Report calls for change in Indigenous suicide prevention in Australia

Professor Pat Dudgeon, Australia's first Aboriginal psychologist

A new report led by the University of Western Australia calls on the federal government to support a radical overhaul of suicide prevention programs including an Indigenous community-led national prevention plan. The report’s lead author Professor Pat Dudgeon (pictured) from UWA’s School of Indigenous Studies, said the Aboriginal and Torres Strait Islander Suicide Prevention Evaluation Project (ATSISPEP) had evaluated 88 suicide prevention programs Australia-wide to identify the successful ones. Dudgeon is the first Aboriginal psychologist in Australia. Indigenous people in Australia are killing themselves in epidemic numbers.
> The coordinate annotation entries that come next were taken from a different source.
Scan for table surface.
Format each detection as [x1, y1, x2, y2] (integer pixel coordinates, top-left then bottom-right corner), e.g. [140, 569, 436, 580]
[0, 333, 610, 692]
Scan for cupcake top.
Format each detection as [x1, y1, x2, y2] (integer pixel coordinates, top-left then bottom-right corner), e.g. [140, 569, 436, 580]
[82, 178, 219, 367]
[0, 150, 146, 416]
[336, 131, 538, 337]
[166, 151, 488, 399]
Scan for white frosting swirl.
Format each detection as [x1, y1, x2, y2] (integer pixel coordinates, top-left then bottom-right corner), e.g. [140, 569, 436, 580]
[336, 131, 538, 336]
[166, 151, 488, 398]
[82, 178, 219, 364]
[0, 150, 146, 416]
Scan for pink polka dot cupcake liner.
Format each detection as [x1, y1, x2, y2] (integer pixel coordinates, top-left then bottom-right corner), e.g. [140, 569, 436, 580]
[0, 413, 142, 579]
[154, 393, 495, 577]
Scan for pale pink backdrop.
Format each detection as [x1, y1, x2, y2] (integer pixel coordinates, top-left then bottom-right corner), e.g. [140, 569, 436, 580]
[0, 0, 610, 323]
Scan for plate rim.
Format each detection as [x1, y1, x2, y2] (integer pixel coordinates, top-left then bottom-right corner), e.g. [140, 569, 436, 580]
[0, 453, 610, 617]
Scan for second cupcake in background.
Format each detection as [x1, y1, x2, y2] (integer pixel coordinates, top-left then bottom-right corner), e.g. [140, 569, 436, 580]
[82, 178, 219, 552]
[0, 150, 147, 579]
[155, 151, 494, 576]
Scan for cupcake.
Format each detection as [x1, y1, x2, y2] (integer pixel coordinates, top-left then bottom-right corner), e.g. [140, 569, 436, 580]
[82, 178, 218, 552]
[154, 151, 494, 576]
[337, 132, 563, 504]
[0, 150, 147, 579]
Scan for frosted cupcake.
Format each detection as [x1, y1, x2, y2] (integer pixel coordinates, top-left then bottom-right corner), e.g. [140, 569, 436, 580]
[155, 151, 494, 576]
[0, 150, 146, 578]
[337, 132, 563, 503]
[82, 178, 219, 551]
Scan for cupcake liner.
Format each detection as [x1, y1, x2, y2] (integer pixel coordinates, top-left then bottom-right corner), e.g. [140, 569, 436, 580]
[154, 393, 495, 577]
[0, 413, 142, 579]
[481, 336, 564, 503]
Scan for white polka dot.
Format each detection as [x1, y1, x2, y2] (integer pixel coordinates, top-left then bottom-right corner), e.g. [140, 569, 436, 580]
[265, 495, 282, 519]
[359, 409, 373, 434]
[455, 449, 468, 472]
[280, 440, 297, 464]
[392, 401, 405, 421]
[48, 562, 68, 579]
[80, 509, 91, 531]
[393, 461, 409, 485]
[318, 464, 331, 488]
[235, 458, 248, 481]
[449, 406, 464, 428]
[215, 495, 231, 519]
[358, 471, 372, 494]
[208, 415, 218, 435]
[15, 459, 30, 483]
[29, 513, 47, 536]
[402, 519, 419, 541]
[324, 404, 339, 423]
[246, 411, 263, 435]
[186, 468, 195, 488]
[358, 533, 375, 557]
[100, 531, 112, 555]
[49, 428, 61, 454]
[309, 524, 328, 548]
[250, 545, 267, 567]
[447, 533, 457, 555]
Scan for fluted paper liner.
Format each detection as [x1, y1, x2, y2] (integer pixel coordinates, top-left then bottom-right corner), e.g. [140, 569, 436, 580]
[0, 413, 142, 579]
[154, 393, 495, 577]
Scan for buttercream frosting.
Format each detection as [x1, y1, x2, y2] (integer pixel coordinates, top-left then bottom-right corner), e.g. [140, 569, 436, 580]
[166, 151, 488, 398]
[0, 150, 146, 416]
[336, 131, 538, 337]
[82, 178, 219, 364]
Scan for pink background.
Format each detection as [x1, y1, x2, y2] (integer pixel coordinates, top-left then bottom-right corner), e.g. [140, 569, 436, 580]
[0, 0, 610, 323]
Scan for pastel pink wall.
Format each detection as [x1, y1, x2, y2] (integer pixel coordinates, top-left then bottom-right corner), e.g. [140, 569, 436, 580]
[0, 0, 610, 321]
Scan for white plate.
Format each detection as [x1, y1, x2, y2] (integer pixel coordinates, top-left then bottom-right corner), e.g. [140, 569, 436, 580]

See below the horrific statistics compiled by suicide researcher, Gerry Georgatos.



“Nearly one in three young Australians (aged between five and 17 years) who takes their own life is Indigenous and this report was about finding out which programs were working to help us improve our response to suicide prevention,” Professor Dudgeon said.


“We also developed an evaluation tool to ensure vital factors were employed in suicide prevention programs and to measure the level of success of these programs. This gives the funding bodies an understanding of what works and the people running the programs some certainty in long-term funding.”


The report made 17 recommendations for government and those working in Indigenous suicide prevention, including funding to divert Indigenous young people from the criminal justice system through sport and other activities or access to quality education and employment.


It also recommended prevention programs should focus on healing and strengthening social and emotional wellbeing and cultural renewal as well as developing specific programs to meet the needs of those who had experienced child sexual abuse.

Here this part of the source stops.